(Reuters) - Britain’s Johnston Press suffered a 10 percent drop in first-half revenue as changes to Google and Facebook’s platforms hurt online advertising sales, sending the newspaper publisher’s shares down by almost 12 percent.
Though the company swung to a pretax profit, thanks largely to higher sales at “i” - the cut-price sister title of The Independent newspaper that went digital-only in 2016 - it is still grappling with a 220 million pound debt burden and sector-wide difficulties in boosting online revenue.
“There are two sets of issues,” Chief Executive David King said.
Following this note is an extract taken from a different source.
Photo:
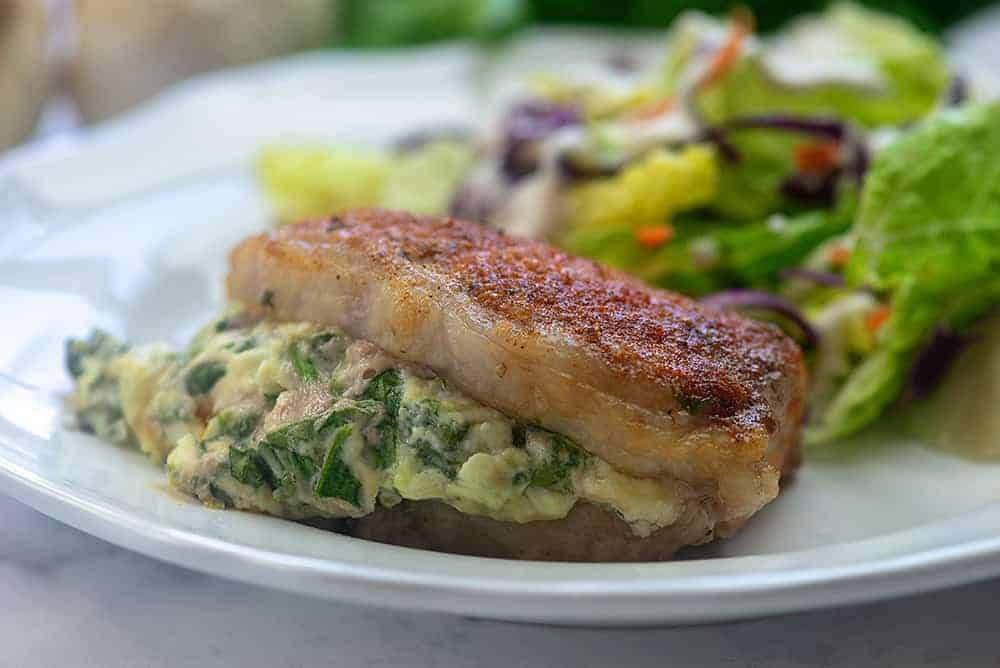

“The first is the group’s historical debts, including its pension obligations, which continue to weigh on our balance sheet. The second is the tough market conditions affecting the performance of our newspapers and websites.”
The newspaper industry has struggled in recent years as advertisers migrated to online platforms, prompting cost-cutting measures from Daily Mirror publisher Reach and Daily Mail and General Trust among others.
Online revenue has been a source of hope. Reach, formerly Trinity Mirror, reported a 6 percent rise in like-for-like digital sales at its publishing division in the six months to July 1.
The Daily Mail, however, showed an 8 percent decline in online advertising revenue for the half-year to March 31 despite MailOnline being the most visited UK-based news website.
The fallout from changes in privacy law have affected news sites, with changes to Google’s online search algorithm and Facebook’s news feed lowering Johnston’s digital advertising revenue by 7.4 percent, the results showed.
The struggle with declining revenue at Johnston, which owns more than 200 UK regional newspapers including the Scotsman and the Yorkshire Post, earlier prompted biggest shareholder Custos Group to push for a management shake-up at the publisher.
Johnston’s overall revenue slid to 93 million pounds ($118.6 million) in the six months to June 30, down from 103.3 million pounds in the same period last year.
Pretax profit was 6.2 million pounds, compared with a loss of 10.2 million pounds a year earlier, led largely by the stronger performance at “i”.
Shares in the company were down 11.8 percent at 1004 GMT.